The Supreme Court has ruled that Life Insurance Corporation cannot be treated as an
instrumentality of the State when it is exercising its ordinary right as a majority shareholder
in a company for removing the existing management and reconstituting the Board of
Directors of that company[Life Insurance Corporation v. Escorts Ltd., (1986) 1 SCC 264].

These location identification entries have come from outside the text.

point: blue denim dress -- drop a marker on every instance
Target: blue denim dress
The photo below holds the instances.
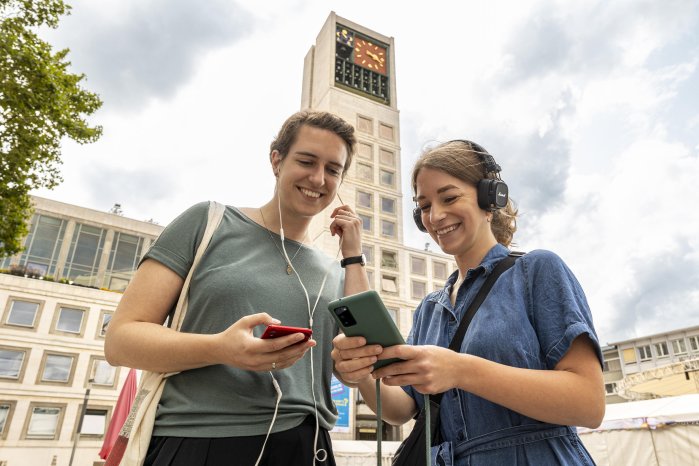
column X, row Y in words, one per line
column 529, row 319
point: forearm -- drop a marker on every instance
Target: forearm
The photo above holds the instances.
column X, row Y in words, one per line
column 153, row 347
column 556, row 396
column 397, row 407
column 356, row 279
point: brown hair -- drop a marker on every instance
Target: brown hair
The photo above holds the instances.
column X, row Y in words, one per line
column 459, row 159
column 317, row 119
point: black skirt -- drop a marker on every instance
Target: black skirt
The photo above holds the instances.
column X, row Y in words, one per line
column 289, row 447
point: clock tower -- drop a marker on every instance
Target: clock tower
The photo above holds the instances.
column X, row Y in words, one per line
column 350, row 71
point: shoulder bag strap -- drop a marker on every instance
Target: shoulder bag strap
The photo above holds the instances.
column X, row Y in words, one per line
column 216, row 211
column 455, row 344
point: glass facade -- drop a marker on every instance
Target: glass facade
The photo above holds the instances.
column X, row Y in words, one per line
column 123, row 260
column 42, row 245
column 84, row 255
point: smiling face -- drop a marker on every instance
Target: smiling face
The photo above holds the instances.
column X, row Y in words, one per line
column 311, row 172
column 450, row 212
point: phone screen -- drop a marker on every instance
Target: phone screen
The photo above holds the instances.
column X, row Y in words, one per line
column 276, row 331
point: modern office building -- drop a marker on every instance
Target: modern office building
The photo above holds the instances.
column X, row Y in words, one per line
column 58, row 294
column 653, row 366
column 56, row 299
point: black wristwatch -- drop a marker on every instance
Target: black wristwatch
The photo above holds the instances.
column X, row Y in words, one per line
column 353, row 260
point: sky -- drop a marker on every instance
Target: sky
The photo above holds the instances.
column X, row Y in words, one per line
column 591, row 107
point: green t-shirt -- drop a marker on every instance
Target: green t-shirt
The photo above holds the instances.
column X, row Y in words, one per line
column 243, row 273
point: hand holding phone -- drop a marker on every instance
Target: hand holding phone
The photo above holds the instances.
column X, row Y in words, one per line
column 276, row 331
column 364, row 314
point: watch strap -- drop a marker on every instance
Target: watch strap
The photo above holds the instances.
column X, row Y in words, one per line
column 353, row 260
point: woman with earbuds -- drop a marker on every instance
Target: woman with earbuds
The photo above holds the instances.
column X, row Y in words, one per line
column 529, row 365
column 260, row 268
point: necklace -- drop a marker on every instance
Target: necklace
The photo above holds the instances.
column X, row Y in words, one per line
column 271, row 238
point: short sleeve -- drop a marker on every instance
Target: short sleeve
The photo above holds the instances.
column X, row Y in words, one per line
column 557, row 304
column 177, row 244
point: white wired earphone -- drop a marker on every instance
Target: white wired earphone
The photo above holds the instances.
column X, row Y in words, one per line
column 319, row 454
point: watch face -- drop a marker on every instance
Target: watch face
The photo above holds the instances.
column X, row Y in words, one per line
column 370, row 55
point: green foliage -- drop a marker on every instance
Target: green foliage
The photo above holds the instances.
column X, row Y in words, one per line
column 40, row 103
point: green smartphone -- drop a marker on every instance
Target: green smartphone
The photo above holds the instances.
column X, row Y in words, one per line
column 364, row 314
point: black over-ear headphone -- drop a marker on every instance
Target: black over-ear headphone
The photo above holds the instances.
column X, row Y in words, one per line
column 492, row 193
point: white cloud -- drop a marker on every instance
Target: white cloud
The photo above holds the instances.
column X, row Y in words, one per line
column 586, row 105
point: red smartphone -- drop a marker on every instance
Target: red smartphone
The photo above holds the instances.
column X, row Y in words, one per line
column 276, row 331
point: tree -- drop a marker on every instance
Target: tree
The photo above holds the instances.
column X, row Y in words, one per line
column 40, row 103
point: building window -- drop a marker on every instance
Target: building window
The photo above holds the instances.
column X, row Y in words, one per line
column 389, row 284
column 43, row 244
column 679, row 346
column 388, row 205
column 611, row 365
column 84, row 255
column 57, row 368
column 417, row 265
column 6, row 410
column 123, row 260
column 364, row 151
column 661, row 349
column 22, row 313
column 105, row 318
column 388, row 178
column 366, row 221
column 388, row 228
column 101, row 373
column 439, row 270
column 70, row 320
column 12, row 363
column 94, row 422
column 694, row 343
column 365, row 172
column 364, row 124
column 385, row 131
column 644, row 353
column 387, row 157
column 394, row 315
column 368, row 252
column 629, row 355
column 44, row 421
column 419, row 290
column 364, row 199
column 389, row 260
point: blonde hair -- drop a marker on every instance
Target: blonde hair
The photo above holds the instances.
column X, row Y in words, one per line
column 463, row 160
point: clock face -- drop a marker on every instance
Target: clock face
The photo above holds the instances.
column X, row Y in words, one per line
column 369, row 55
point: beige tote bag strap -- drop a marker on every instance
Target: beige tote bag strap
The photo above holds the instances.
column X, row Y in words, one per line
column 216, row 211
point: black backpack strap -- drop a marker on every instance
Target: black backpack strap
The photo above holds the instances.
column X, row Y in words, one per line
column 455, row 344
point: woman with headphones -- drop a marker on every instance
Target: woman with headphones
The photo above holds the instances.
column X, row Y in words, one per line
column 529, row 366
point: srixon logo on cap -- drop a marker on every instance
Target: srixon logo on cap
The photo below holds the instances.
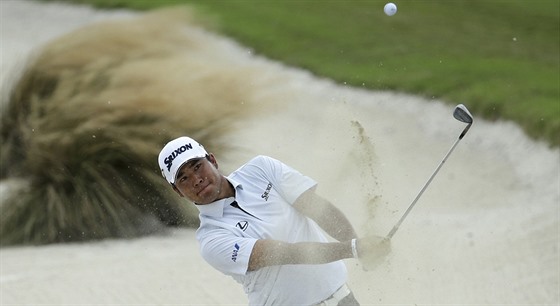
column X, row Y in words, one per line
column 169, row 159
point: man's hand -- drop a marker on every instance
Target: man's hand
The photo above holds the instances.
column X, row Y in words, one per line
column 373, row 250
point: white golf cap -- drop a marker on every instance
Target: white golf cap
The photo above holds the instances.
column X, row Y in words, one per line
column 176, row 153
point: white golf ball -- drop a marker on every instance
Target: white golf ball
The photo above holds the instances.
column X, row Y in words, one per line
column 390, row 9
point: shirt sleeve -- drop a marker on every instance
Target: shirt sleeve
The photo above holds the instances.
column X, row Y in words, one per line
column 289, row 182
column 226, row 252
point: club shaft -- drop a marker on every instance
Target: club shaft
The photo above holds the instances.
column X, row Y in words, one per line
column 396, row 227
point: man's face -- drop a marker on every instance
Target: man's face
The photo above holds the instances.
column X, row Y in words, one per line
column 199, row 180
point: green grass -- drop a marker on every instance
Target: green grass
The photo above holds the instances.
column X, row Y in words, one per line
column 499, row 57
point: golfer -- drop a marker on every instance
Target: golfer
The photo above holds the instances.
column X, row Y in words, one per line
column 263, row 225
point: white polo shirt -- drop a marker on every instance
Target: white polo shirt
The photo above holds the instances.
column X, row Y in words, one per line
column 265, row 190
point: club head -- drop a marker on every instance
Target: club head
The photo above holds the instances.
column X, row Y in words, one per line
column 462, row 114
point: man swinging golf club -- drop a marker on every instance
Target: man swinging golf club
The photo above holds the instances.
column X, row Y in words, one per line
column 262, row 226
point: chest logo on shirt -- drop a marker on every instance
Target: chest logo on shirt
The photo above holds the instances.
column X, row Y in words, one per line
column 243, row 225
column 267, row 191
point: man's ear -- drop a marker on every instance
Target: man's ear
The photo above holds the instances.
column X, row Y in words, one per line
column 177, row 191
column 212, row 160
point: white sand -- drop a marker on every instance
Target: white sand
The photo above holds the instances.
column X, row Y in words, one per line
column 486, row 232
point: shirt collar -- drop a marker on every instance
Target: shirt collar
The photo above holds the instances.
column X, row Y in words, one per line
column 216, row 208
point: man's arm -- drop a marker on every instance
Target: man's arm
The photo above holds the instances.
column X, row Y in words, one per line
column 326, row 215
column 267, row 252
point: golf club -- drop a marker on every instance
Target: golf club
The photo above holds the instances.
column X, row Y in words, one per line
column 462, row 114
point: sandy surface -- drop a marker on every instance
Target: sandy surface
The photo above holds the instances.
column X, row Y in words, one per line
column 486, row 232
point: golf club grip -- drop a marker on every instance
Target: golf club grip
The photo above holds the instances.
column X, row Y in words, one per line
column 396, row 227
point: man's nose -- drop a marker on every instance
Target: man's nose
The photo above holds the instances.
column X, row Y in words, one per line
column 197, row 180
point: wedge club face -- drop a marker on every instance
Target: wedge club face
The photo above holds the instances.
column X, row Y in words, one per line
column 462, row 114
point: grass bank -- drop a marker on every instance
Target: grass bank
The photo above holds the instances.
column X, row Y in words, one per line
column 499, row 57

(e) To punish the real persons in Quasi-Criminal cases against the Company
The courts have sometimes applied the doctrine of lifting the corporate veil in quasi-criminal
cases relating to companies in order to look behind the legal person and punish the real
persons who have violated the law.
The Supreme Court in Delhi Development Authority v. Skipper Construction Co. (P.) Ltd has
observed that the lifting or piercing of the corporate veil can be undertaken by Court to see
the real men behind the veil who are involved in defrauding others by corrupt and illegal
means in deliberate defiance of Court's order. In the instant case, the company was
defrauding others in deliberate disobedience of Supreme Court's orders which amounted to
contempt of Court. Disposing of the appeal, the Supreme Court observed that imposition of
punishment for contempt would not denude the Court of its power to issue directions and
make appropriate orders to grant relief to the persons aggrieved in order to do complete
justice. For this purpose, the Court can lift the corporate veil of the company to take into
account the misdeeds of its officials and punish them i.e. the contemptors. That apart, the
Court may also order the contemnors to restore the illegally derived benefit to the persons
who are defrauded so that the contemnors are not able to retain the fruits of the contempt. The
Court may also order forfeiture/attachment of the properties acquired by the illegal and
corrupt means by the real men behind the corporation as also the properties of their family
members.
(c) Fraudulent conduct of business (Section 542): This section imp[ose liability for
fraudulent conduct of a company’s business. According to the section if it is found that a
business is found to be carried on with the intent to defraud the creditors of the company or
any other person , or for any fraudulent purpose, those who were knowingly parties to this
business shall be personally held liable for all or any of the debts of the company.
Though the Parliament and the State Legislatures have power to create statutory trading or
non-trading corporations for even private purposes as per Entry 44 of List I and Entry 32 of
List II of Seventh Schedule of the Constitution of India, any group or association desiring to
seek incorporation for other than public purposes is generally expected to get itself
incorporated by registration under the Companies Act.